In 1998, ATF expanded its ban to include any semi-automatic rifle capable of using a detachable magazine that could hold more than 10 rounds.[39] Gun control supporters periodically insist that the importation restrictions be tightened.[40]
California’s and New Jersey’s bans – California banned “assault weapons” in 1989, and New Jersey banned “assault firearms” in 1990. New Jersey’s ban included the Marlin Model 60 .22 caliber squirrel rifle, which an anti-gun New Jersey politician called a “people-killing machine.” Both states allowed owners to register and keep banned guns already owned, but only about 10 percent of owners complied with the registration requirements.[41] Several other states subsequently banned “assault weapons,” “assault pistols,” and/or “large” magazines.[42]

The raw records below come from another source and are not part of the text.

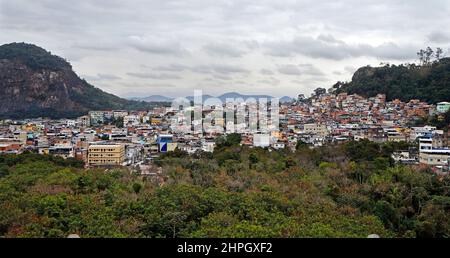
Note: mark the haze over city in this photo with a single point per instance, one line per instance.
(141, 48)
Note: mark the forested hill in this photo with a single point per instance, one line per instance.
(430, 83)
(35, 83)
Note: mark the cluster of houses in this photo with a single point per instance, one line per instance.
(121, 138)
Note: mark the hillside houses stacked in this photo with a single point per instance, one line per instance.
(119, 137)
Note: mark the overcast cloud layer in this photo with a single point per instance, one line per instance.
(141, 48)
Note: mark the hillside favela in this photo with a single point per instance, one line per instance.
(224, 119)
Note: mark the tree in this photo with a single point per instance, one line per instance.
(439, 53)
(428, 54)
(421, 55)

Clinton “assault weapon ban” – President Bill Clinton campaigned for a federal “assault weapon” and “large” magazine “ban” proposed by Sen. Dianne Feinstein (D-Calif.,), saying people “can’t be so fixated on our desire to preserve the rights of ordinary Americans.”[43] Crime reports and felon surveys showed that “assault weapons” were used in only 1-2 percent of violent crimes, and in the 10 preceding years murders committed without guns outnumbered those with “assault weapons” by about 37-to-1.[44] Nevertheless, the Clinton/Feinstein “ban” on new manufacture of “assault weapons” and magazines that hold more than 10 rounds was imposed from 1994 to 2004.
Pushing for an expanded ban – As the scheduled 2004 expiration of the ban approached, gun control supporters campaigned to have the ban not only extended, but also expanded, the Brady Campaign calling California’s ban the “model for the nation.”[45] But because “assault weapons” are used in only a tiny percentage of murders, California’s murder rate increased every year for five years after its 1989 ban, 26 percent overall, while in the rest of the country murder increased 10 percent. During the first five years after California expanded its ban in 2000, the state’s murder rate increased 10 percent, compared to a five percent decrease in the rest of country.[46]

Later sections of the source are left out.